May 20th, 200005:57 pm: Adjustments, pt. 1
The Compeans don't have an extra room in their house. Instead, I will be sharing the room with their beloved son Bobby. Bobby, who cannot be more that 6 or 7, is an absolute hellion-- he runs around the house constantly, bothering his mother and asking for candy. He makes horrible faces at me when his mother isn't looking, and he thwumps my broken leg whenever he enters or exits the room. Whats more, yesterday he filled my bed with frogs he found down by the creek. Little children are a most vile and despicable race. I can't fathom how any soul can suffer a child until it reaches maturity. I daren't complain to Shelly too much, for without the hospitality of this house I would be out on the street. I think he sees me as a threat somehow, some sort of perverse sibling rivalry.
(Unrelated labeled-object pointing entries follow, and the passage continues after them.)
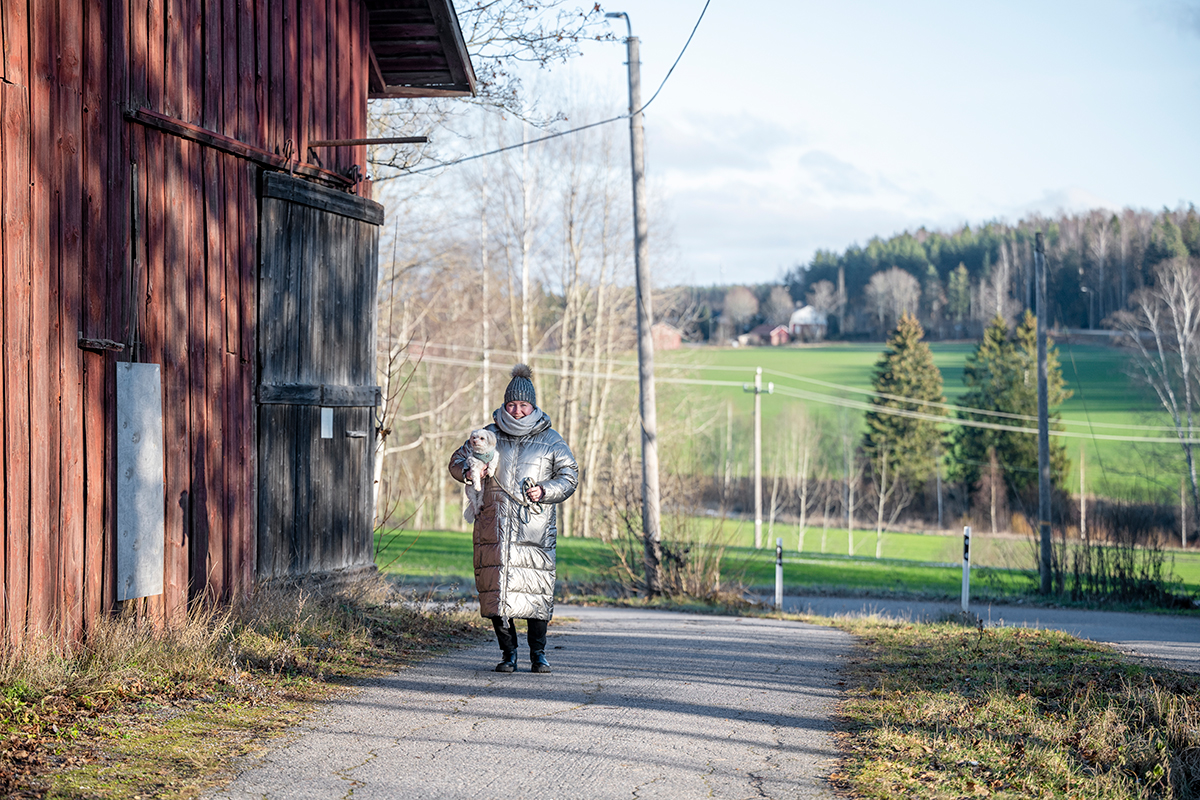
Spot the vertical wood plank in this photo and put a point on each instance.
(317, 91)
(262, 73)
(156, 22)
(139, 53)
(16, 42)
(16, 353)
(229, 67)
(345, 103)
(331, 155)
(95, 280)
(233, 428)
(133, 284)
(70, 119)
(247, 199)
(304, 80)
(207, 330)
(118, 265)
(53, 332)
(6, 306)
(276, 132)
(289, 79)
(358, 95)
(43, 593)
(184, 31)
This I can understand somewhat-- first I take up his mother's time, and then I take over his room. Trust me, Bobby, if I could sleep in another room, I would. I haven't seen much of Julius yet, other than a few brief platitudes. He spends most of his time working out in the shop. He's a handyman, as far as I understand it. Shelly has taken to calling me Aro, she says it has a nice ring. I find it much nicer than Bobby's little term of endearment: Arsehat. God. Current Mood:  annoyed
May 16th, 200008:31 pm: Recovery, pt. 4
This is my final journal from Old Man Hans's house, the town healer. Tomorrow, I move over to stay with the Compeans. Really, there is no reason for me to stay here, now that I can be moved. Whereas before Shelly would tend me over here, after today she can just tend to me from the comfort of her own home. I really appreciate all the care she is taking, she is a real humanitarian. The swelling on my left side has decreased dramatically. It still hurts to take big breaths or laugh, but breathing becomes easier with each passing day. I can sit up in bed, and with a little help I can even get up on my own two feet. I still have a splint on my left leg, and every step with these small crutches hurts my side (they were the only pair of crutches left in town). Occasionally I will stumble or fall, and I curse the world in a fit of searing pain. At these times, Shelly gently reminds me that it could be worse ("Oh, quit cryin' you big baby, or I'll put you out of your misery."). She's right you know. For all my pain, for all my confusion, things could be much much worse. I could have been turned over to the authorities. I could be dead. I thank my fortune that, despite my past, I seem to have landed in such a kind and hospitable town.